Included in the beer selection are Delphi, starting off being brewed in Italy but moved to Greece in 2013. A few beers are on the menu including their excellent unfiltered Lager. Representing the north of Greece is Siris Microbrewery and their range of beers under the name Voreia, which range from a Lager, Stout, Wit beer, Smoked Amber Ale and IPA. Voreia Stout was my favourite of the trip, rich, velvety, chocolate and roasted barley flavours. Ironically, after searching the entire week for decent beer I had this Stout on our last night, only to return home and see my Beer52 box stashed behind my bin that actually included a bottle of Voreia!

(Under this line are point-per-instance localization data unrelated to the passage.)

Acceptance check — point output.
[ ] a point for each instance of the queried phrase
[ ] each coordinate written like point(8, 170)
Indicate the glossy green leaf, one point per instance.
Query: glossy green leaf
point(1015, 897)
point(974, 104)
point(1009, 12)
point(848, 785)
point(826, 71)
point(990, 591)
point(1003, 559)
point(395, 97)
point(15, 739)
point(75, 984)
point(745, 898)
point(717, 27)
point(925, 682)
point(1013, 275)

If Santorini is recognised around the world for one thing then it has to be it’s sunset, people flock to the best spots to view the sun going down at the end of each day. An island full of wedding venues all booked up so the bride and groom can have that perfect photo in front of the sunset. If being packed up like sardines all squished up at the Oia sunset view hot spots isn’t your thing, then drinking a beer on one of the many cliff side tavernas is a better option. There’s loads of different places to sit, cocktail bars, wine tastings and restaurants all hanging over the vertigo enhancing views. We found ourselves looking over the Santorini sunset in Select Wine and Beer House, a good choice for everyone with a large cocktail, local wine and a suitable beer list. Most of the larger breweries are on offer here (even a draught line) but there are a few gems within the lists, including Septem and of course Santorni Brewing Co.
Although it may be slightly more difficult to hunt down a variety of different beers in Santorini, the beers available are really great quality, especially the Santorini Brewing Co selection. An ice cold glass of Yellow Donkey is the perfect pairing for the glorious golden glow of the sun passing the horizon of the islands while saying cheers to the famous Santorini sunset. ζητωκραυγές!
Disclaimer – All beers in this blog post was paid for and not free. Other than the Xmas Donkey which was given as a gift from Santorini Brewing Co as I brought them some East London Brewing Co beers.